This repository contains the codebase and the dataset for the corresponding EMNLP 2021 paper. Please star the repository and cite the paper if you find it useful.
SelSum is a probabilistic (latent) model that selects informative reviews from large collections and subsequently summarizes them as shown in the diagram below.
AmaSum is the largest abstractive opinion summarization dataset, consisting of more than 33,000 human-written summaries for Amazon products. Each summary is paired, on average, with more than 320 customer reviews. Summaries consist of verdicts, pros, and cons, see the example below.
Verdict: The Olympus Evolt E-500 is a compact, easy-to-use digital SLR camera with a broad feature set for its class and very nice photo quality overall.
Pros:
- Compact design
- Strong autofocus performance even in low-light situations
- Intuitive and easy-to-navigate menu system
- Wide range of automated and manual features to appeal to both serious hobbyists and curious SLR newcomers
Cons:
- Unreliable automatic white balance in some conditions
- Slow start-up time when dust reduction is enabled
- Compatible Zuiko lenses don't indicate focal distance
The easiest way to proceed is to create a separate conda environment with Python 3.7.0.
conda create -n selsum python=3.7.0
Further, install PyTorch as shown below.
conda install -c pytorch pytorch=1.7.0
In addition, install the essential python modules:
pip install -r requirements.txt
The codebase relies on FairSeq. To avoid version conflicts, please download our version and store it to ../fairseq_lib
.
Please follow the installation instructions in the unzipped directory.
Before running scripts, please add the environmental variables below.
export PYTHONPATH=../fairseq_lib/.:$PYTHONPATH
export CUDA_VISIBLE_DEVICES=0,1,2,3
export MKL_THREADING_LAYER=GNU
The dataset in various formats is available in the dataset folder. To run the model, please binarize the fairseq specific version.
We also provide the checkpoints of the trained models. These should be allocated to artifacts/checkpoints
.
First, the posterior and summarizer need to be trained. The summarizer is initialized using the BART base model, please download the checkpoint and store it to artifacts/bart
.
Note: please adjust hyper-parameters and paths in the script if needed.

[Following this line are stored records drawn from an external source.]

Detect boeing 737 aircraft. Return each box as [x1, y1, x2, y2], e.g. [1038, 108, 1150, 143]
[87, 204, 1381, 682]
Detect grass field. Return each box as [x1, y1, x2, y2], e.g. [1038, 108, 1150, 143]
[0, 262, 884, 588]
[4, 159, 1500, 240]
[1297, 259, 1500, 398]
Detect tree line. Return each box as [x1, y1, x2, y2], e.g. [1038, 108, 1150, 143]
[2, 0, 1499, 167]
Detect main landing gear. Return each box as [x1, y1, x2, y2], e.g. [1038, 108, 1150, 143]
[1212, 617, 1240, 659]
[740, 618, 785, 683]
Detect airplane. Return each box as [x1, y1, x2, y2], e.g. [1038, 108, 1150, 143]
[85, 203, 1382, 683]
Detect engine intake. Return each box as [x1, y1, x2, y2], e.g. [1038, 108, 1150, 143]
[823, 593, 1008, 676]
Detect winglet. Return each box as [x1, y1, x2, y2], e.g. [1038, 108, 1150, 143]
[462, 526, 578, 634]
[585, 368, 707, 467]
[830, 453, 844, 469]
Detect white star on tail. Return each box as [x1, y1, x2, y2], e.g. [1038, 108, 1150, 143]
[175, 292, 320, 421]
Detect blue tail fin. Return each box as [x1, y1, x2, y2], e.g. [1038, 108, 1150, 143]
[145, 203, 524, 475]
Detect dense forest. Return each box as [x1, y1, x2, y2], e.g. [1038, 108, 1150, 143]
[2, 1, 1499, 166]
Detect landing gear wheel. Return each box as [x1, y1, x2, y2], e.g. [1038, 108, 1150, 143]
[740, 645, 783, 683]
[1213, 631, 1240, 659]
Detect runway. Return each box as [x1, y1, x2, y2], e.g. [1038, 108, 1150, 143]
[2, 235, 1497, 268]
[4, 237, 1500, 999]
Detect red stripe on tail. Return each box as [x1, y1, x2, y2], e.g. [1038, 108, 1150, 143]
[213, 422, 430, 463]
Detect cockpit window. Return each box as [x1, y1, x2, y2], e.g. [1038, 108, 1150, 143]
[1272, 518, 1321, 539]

bash selsum/scripts/training/train_selsum.sh
Please note that REINFORCE-based loss for the posterior training can be negative as the forward pass does not correspond to the actual loss function. Instead, the loss is re-formulated to compute gradients in the backward pass (Eq. 5 in the paper).
Once the posterior is trained (jointly with the summarizer), informative reviews need to be selected. The script below produces binary tags indicating selected reviews.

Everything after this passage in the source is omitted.